Listening to another human being starts to create a relationship, starts to help us understand them more. Listening means we hear someone else’s point of view rather than forcing our own on to others. We move away from our judgments and assumptions towards curiosity. This means we start to learn more about what could be safer, what could or should be changed. The reason why I believe this so fervently is that ‘not listening’ or ‘not being heard’ or ‘not being able to speak out’ has led to harm on so many occasions. Harm to patients, harm to relationships between patients and staff and between colleagues.
Good conversations can help us talk about the things we notice, help us understand and learn about how we can achieve the safest and best possible care for patients. Conversations can help us create the right culture for safety; the just culture. We want to connect with people in a kind and human way that acknowledges the conditions and to help them work and explore together the possibilities for safer care. Our throughline will help us explore honestly both people’s lived reality and new possibilities; enquiring more deeply into how to make people safer.
This is, we believe, profoundly simple. Margaret Wheatley talks about how people band together with their colleagues and friends to create the solutions for real social change. Such change she argues will not come from governments or organisations, but from the ageless process of thinking together in conversation (Wheatley 2009).
Our solution for change? A culture of kindness and a just culture of safety, one which is based on a very simple premise; that we all need to learn to talk to each other; interactions, relationships and conversations. That if we get this right we will go a long way to transforming the safety for future patients and those that care for them.

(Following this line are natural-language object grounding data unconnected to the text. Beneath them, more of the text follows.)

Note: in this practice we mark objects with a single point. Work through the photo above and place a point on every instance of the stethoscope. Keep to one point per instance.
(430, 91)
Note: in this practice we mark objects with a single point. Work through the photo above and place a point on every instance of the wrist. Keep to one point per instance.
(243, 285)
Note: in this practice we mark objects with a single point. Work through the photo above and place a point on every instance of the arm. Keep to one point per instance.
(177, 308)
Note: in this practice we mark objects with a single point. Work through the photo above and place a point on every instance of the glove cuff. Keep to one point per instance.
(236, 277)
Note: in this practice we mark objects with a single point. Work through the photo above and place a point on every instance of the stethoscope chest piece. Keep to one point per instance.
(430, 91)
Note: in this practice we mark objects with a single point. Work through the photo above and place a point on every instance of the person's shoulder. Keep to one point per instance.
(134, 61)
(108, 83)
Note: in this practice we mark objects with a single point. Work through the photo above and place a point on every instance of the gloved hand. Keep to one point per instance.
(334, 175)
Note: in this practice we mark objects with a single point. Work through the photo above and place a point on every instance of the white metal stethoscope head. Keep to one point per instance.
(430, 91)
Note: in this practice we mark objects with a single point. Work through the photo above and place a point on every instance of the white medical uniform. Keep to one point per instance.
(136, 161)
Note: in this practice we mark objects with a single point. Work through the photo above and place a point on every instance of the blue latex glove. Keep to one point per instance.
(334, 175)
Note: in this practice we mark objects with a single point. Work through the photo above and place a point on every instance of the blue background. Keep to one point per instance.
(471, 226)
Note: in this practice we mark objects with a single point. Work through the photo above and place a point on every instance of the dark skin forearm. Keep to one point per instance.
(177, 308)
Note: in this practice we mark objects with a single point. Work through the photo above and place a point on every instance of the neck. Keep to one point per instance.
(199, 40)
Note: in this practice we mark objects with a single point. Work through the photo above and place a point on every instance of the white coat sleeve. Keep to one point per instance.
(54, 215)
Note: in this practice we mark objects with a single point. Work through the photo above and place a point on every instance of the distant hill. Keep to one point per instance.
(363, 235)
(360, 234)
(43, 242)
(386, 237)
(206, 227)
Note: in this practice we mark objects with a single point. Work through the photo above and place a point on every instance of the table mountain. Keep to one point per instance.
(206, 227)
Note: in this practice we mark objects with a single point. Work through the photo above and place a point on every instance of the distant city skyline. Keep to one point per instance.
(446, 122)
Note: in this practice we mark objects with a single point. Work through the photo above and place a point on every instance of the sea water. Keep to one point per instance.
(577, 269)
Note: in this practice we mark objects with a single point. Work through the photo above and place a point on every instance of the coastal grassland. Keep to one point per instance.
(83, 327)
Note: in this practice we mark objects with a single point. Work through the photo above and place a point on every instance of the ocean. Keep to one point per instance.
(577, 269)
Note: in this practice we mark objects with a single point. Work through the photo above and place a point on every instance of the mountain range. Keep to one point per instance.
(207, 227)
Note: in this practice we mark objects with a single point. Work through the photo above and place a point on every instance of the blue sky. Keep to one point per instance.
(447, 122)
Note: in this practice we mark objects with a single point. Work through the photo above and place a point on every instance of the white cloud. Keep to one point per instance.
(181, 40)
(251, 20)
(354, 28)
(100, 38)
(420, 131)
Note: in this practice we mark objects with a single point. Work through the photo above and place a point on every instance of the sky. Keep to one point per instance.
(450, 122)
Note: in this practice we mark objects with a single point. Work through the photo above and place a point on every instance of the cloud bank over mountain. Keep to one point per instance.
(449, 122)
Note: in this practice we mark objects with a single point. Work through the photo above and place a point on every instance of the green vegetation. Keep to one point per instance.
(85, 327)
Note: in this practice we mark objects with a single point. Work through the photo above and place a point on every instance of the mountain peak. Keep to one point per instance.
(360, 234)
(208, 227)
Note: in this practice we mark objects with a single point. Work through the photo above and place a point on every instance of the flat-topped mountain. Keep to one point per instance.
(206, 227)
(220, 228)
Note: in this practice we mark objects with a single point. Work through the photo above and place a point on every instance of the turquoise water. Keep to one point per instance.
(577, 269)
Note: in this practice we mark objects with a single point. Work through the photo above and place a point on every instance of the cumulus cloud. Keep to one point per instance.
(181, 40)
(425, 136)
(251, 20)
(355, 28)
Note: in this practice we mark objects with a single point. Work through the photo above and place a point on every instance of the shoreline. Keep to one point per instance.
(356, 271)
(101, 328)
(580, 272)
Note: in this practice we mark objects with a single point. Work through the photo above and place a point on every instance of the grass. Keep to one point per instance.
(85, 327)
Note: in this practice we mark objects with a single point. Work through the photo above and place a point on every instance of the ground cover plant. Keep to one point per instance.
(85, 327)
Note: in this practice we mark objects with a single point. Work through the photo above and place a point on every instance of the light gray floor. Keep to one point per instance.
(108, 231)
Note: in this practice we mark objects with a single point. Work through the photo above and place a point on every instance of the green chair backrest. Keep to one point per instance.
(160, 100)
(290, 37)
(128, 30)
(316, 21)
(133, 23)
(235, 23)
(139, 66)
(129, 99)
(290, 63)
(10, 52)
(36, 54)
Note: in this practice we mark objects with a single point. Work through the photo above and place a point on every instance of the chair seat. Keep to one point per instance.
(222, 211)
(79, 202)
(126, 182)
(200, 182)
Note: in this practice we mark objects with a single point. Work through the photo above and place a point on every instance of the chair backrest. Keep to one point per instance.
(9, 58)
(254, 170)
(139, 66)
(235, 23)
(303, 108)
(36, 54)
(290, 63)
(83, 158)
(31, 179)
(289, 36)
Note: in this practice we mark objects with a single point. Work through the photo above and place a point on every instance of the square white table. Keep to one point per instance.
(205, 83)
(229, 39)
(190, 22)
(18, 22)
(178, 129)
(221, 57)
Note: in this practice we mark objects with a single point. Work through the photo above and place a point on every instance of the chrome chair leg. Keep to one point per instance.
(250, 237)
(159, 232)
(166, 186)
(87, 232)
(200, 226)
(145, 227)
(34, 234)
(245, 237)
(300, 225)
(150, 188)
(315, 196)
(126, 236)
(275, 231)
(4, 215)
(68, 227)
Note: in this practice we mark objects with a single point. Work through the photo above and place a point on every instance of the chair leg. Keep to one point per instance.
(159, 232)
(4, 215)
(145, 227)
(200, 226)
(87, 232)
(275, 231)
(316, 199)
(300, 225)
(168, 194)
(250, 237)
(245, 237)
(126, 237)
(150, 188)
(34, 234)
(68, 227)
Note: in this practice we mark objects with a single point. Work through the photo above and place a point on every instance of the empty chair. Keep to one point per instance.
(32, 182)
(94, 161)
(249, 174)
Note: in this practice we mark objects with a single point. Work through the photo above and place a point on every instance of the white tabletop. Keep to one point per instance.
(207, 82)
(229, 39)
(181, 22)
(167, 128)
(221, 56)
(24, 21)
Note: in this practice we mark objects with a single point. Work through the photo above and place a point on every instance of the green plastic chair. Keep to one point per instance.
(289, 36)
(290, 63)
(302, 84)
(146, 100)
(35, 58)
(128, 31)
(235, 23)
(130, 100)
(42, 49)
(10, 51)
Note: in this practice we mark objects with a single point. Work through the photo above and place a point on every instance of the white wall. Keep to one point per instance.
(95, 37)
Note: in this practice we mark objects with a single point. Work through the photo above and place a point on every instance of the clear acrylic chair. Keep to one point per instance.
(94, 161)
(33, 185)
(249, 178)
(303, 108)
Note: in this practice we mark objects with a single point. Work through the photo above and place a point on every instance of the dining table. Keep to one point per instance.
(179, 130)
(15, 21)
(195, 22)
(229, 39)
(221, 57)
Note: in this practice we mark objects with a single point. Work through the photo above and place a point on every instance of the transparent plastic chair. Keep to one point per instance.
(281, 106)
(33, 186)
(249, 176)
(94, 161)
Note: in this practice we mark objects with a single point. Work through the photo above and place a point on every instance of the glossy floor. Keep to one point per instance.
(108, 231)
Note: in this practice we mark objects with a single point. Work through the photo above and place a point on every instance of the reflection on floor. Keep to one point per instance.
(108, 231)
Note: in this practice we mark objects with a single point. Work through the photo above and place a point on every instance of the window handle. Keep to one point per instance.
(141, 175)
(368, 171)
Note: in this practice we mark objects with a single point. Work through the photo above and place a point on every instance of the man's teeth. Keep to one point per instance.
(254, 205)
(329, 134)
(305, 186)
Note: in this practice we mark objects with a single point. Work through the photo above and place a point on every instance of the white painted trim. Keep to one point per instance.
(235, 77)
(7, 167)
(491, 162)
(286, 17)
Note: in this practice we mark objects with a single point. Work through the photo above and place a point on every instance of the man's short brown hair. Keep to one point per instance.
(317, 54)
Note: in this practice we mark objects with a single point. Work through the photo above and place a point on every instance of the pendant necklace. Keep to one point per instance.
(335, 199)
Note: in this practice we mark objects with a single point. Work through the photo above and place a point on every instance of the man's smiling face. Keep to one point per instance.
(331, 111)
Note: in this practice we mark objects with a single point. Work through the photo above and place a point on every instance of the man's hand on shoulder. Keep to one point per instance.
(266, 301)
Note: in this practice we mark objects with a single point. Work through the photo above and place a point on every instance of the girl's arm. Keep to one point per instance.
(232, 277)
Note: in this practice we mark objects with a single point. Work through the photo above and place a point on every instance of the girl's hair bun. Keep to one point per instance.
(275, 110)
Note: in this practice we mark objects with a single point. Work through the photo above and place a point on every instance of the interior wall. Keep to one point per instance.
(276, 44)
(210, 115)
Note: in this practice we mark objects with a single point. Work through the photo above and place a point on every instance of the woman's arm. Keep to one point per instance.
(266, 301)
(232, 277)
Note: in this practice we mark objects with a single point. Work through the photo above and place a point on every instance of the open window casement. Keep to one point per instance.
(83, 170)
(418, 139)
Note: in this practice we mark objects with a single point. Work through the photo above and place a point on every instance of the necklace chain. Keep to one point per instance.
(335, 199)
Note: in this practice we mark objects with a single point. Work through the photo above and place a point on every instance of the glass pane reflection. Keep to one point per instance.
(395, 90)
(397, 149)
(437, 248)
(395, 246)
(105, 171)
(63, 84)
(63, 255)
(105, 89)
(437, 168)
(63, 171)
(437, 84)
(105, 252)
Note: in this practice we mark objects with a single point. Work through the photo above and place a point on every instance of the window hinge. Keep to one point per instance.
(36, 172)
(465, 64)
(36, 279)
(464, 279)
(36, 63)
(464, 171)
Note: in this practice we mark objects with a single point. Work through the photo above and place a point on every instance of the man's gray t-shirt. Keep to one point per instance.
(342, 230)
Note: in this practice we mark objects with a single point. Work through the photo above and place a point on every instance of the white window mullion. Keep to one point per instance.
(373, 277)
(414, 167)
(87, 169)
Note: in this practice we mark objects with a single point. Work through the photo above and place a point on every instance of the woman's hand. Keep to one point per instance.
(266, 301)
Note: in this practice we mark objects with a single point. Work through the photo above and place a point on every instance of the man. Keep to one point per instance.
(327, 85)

- Weick KE (2009) Making Sense of the Organisation; the impermanent organisation Chichester: Wiley (John Wiley and Sons Ltd)
- Anderson C (2016) TED Talks; the official TED guide to Public Speaking London: Headline Publishing Group
- Wheatley M (2009) Turning to one another; simple conversations to restore hope for the future San Francisco: Berrett-Koehler Publishers inc
This is spot on. The simplicity of the through line is so powerful. Itâs hard to argue against talking. Had a good conversation with Philip Boxer yesterday to further refine how we get from stories in the trios to the underlying dilemmas. He would argue that if the same things keep going wrong, the underlying dilemma has not been exposed and the preferences for its management evaluated.